Front Porch Blog

South Takes the Lead to Protect Wild Forest Land

North Carolina, Virginia, and South Carolina have become the first states in the nation to request protection of all the wild, roadless national forest land within their borders.

The move was part of a process set in motion by the Bush Administration in 2002. Instead of implementing a Clinton Administration policy that would have protected all roadless national forest lands in the US, the Bush Administration rolled back that policy and required every governor to file their own formal petition that would determine the fate of the federal roadless lands in their state.

According to the Media General News Service,

Three Southern states – Virginia, North Carolina and South Carolina – asked the federal government Monday to protect hundreds of thousands of acres in national forests from road construction.

The three states were the first in the nation to ask the Agriculture Department to use a new federal rule that governs whether roads can be built in pristine areas of national forests.

Makes you proud to be a Southerner, doesn’t it?

Here are the details for the three states, according to the Media General News Service:

Virginia is seeking protection for 374,000 acres in the George Washington and Jefferson national forests. That’s 21 percent of the land in George Washington and 9 percent in Jefferson.

“We need to have land available for backcountry recreation, wildlife protection and to protect our water quality,” said Nikki Rovner, Virginia’s deputy secretary for natural resources. “The only place in
Virginia where those characteristics exist is on public land. We are not going to find them on private land.”

“North Carolina faces phenomenal growth pressures, and our opportunity to protect these areas may be limited,” Jennifer Bumgarner, an advisor to Gov.

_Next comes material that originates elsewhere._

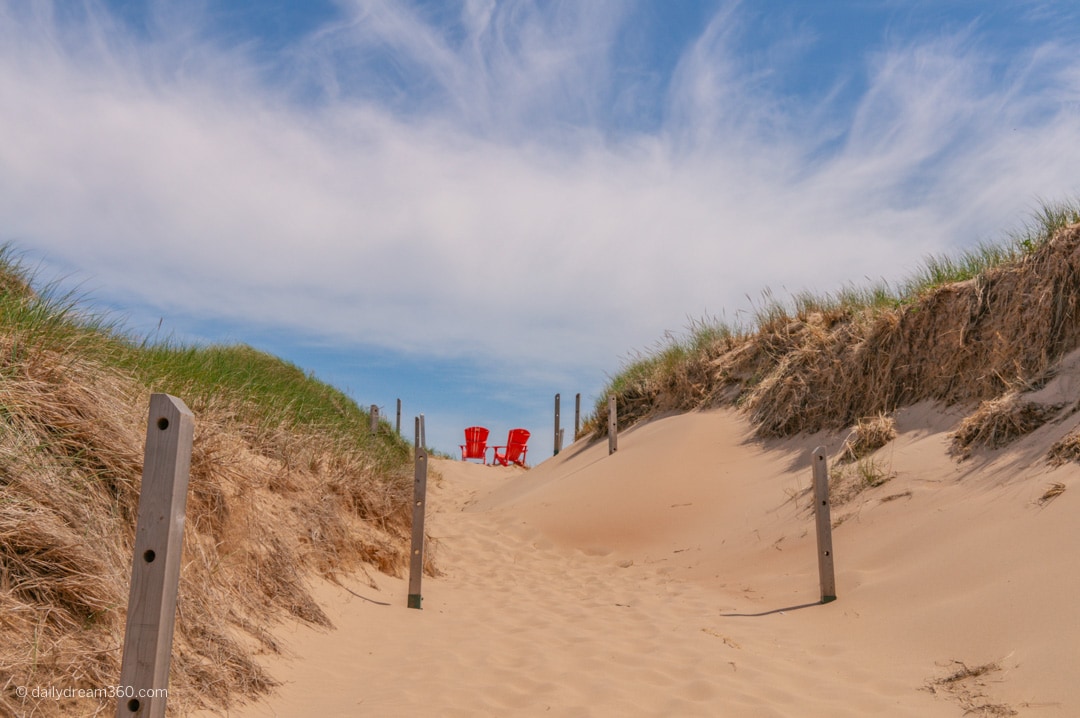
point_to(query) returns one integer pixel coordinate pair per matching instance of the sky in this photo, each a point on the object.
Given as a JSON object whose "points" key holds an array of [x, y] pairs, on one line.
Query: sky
{"points": [[472, 205]]}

Michael Easley, a Democrat, told the Agriculture Department’s advisory committee on roadless areas.

North Carolina is asking that nearly 174,000 acres in the Pisgah, Nantahala and Croatan National Forests be kept without roads. That amounts to 15 percent of the national forest land in the state.

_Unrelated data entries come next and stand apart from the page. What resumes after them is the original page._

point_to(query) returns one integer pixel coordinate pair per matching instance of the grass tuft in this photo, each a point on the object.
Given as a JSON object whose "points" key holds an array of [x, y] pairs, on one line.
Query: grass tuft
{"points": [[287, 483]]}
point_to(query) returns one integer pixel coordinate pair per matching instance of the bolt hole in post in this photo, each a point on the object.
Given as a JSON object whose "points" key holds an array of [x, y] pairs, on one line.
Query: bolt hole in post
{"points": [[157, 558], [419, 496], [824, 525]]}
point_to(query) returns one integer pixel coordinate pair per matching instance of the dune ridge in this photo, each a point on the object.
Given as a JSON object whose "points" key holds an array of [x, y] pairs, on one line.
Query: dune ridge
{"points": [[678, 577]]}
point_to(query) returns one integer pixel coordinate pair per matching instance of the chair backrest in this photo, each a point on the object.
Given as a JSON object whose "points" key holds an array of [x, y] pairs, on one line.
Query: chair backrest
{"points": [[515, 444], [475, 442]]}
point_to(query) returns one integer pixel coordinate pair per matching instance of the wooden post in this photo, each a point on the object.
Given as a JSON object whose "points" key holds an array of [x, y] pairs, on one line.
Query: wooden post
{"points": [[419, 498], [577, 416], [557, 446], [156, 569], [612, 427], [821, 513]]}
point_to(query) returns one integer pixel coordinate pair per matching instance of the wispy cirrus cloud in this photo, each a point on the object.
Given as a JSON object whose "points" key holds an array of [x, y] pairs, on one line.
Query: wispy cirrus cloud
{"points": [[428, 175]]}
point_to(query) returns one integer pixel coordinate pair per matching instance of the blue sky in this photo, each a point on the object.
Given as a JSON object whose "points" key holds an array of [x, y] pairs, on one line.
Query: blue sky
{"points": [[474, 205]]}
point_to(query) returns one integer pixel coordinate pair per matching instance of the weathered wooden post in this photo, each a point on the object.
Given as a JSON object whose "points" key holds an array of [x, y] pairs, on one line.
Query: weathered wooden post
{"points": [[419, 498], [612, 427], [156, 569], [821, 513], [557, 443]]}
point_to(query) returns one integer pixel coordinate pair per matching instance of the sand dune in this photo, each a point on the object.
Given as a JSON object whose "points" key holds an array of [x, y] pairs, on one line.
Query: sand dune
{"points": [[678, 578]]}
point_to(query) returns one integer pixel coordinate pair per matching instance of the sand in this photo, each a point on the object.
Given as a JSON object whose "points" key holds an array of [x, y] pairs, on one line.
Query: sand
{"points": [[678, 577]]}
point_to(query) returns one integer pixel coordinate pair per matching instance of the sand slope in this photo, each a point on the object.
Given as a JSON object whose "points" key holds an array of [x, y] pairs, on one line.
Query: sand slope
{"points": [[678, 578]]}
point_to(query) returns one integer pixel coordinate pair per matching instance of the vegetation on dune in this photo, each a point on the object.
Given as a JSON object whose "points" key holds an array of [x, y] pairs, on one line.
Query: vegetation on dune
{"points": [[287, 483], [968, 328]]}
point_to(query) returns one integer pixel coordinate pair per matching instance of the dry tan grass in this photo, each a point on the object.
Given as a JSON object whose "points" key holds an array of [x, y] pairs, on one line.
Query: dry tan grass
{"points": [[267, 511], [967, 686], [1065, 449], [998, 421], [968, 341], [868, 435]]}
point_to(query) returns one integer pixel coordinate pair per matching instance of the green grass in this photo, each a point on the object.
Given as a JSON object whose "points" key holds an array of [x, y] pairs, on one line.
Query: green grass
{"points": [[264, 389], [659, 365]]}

South Carolina is asking to save the remaining 7,581 acres without roads in Sumter and Francis Marion National Forests.

“This is all the roadless national forest we have in South Carolina,” said South Carolina forest supervisor Jerome Thomas. Forests must have less than a half mile of road for each 1,000 acres to be considered roadless. The rest of the 624,000 acres in the Sumter
and Francis Marion forests already have roads.